I caught up with Palin, the 2008 GOP vice presidential nominee and former Alaska governor, as she was besieged by reporters near the rally stage a few minutes before she spoke.

How, I asked, would a President Trump figure out a way to round up 60 votes in the Senate to advance his agenda — a difficult task if a party does not hold the supermajority of seats. The Senate Democrats can block the Republican disapproval resolution because the GOP can’t muster the 60 votes needed to pass it.

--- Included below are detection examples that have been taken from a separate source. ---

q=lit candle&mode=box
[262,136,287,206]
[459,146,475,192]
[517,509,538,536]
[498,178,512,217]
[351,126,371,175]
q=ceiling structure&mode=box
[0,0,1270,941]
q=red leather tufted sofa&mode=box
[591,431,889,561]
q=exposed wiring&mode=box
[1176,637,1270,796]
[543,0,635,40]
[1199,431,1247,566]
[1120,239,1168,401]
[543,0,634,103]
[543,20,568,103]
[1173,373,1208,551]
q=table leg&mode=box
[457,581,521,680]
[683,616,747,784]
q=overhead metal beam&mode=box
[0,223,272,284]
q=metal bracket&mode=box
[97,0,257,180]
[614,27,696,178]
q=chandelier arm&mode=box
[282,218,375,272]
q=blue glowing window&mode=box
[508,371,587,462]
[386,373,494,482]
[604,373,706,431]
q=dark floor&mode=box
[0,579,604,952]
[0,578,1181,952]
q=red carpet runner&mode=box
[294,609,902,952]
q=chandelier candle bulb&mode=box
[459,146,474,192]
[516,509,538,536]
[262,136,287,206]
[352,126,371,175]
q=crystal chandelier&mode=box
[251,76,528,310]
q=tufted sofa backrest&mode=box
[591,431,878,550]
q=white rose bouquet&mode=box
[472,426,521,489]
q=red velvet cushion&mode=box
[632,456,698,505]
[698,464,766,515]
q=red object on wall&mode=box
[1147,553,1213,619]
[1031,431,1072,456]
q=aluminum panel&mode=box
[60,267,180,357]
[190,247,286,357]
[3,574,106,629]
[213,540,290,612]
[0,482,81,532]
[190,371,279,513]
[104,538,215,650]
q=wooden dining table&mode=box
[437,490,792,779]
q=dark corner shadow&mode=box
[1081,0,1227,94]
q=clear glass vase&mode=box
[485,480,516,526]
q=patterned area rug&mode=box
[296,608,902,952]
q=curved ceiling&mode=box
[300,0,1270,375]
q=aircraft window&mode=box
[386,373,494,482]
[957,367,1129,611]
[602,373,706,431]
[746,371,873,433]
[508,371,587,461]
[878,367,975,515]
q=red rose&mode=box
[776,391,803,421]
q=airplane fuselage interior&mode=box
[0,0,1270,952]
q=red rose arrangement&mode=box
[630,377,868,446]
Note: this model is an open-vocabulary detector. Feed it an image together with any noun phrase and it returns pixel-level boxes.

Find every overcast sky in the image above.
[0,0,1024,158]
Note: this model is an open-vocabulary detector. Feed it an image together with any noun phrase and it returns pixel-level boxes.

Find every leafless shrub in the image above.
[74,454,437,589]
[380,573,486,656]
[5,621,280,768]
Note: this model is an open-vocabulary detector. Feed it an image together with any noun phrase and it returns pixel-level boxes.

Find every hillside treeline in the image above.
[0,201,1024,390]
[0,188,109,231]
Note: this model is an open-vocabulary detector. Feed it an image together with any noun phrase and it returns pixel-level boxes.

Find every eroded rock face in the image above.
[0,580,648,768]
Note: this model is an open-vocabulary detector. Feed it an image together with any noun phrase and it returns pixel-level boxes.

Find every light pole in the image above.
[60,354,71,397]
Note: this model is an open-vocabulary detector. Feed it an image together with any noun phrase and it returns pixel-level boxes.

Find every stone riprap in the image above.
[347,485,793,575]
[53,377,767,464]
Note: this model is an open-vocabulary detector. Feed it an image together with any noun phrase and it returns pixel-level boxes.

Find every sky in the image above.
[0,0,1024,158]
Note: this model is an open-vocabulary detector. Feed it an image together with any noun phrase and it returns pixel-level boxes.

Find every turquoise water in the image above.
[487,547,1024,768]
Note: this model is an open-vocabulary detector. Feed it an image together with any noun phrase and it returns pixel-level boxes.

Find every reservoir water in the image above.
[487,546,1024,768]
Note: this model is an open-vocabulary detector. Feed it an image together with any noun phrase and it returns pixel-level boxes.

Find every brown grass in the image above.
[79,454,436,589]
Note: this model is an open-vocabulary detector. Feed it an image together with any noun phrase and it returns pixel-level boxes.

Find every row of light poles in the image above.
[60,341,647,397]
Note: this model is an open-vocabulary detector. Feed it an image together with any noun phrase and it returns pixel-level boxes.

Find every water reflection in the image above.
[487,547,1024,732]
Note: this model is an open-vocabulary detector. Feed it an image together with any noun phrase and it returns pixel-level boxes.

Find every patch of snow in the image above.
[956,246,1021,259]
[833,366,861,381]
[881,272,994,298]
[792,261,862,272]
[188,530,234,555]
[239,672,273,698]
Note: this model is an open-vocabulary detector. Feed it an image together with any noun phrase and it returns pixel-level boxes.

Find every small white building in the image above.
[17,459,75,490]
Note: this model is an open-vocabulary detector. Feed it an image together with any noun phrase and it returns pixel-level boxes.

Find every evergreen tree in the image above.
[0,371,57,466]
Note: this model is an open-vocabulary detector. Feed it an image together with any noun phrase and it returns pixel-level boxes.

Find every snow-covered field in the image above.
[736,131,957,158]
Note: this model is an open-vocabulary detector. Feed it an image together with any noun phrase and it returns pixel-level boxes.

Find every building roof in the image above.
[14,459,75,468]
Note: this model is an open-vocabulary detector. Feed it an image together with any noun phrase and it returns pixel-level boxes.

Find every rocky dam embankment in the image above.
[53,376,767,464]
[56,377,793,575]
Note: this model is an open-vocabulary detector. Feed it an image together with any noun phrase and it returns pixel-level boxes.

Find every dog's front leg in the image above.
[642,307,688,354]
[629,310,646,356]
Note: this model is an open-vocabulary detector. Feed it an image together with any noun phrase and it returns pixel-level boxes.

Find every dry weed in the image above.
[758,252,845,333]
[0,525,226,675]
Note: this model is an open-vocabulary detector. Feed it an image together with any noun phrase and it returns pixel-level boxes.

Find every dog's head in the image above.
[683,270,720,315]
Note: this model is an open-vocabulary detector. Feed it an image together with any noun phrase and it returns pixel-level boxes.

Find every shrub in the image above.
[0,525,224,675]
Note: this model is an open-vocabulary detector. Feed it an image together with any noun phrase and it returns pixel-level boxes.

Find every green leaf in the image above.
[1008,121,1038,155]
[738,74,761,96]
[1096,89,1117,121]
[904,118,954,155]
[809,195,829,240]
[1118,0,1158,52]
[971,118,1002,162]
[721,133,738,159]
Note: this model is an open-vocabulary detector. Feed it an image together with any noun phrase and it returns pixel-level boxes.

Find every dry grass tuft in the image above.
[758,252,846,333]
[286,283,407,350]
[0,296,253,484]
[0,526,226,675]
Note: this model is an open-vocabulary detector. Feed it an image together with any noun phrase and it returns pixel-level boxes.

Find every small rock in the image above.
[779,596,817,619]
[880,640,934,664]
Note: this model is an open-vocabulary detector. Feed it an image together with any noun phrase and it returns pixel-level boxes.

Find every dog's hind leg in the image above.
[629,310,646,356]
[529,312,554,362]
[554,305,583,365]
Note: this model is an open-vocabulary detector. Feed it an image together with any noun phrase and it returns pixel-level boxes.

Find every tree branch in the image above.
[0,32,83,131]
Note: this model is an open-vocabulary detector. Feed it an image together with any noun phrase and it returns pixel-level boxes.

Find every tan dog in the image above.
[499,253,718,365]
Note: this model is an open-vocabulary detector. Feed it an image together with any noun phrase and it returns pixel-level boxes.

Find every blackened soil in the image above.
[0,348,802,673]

Trump “is the master of the deal,” said Palin, who has not endorsed anyone yet in the crowded GOP presidential field. “. . . I think he is not obsessively partisan.”

HILLARY CLINTON

While Trump’s strategy is not to bother getting into any deep policy details — hey, it’s been working for him so far — over at the Brookings Institution Clinton offered a methodical and forceful defense of the deal.

When Obama took office and Clinton became his secretary of State, Iran was racing toward a nuclear capability, she said at the top of her speech.

A real-world observation from Clinton: “Those of us who have been out there on the diplomatic front lines know that diplomacy is not the pursuit of perfection; it’s the balancing of risk.”

Clinton also suspects the Iranians will cheat. Everybody does.

Said Clinton: “You remember President Reagan’s line about the Soviets: ‘Trust but verify’? My approach will be distrust and verify.”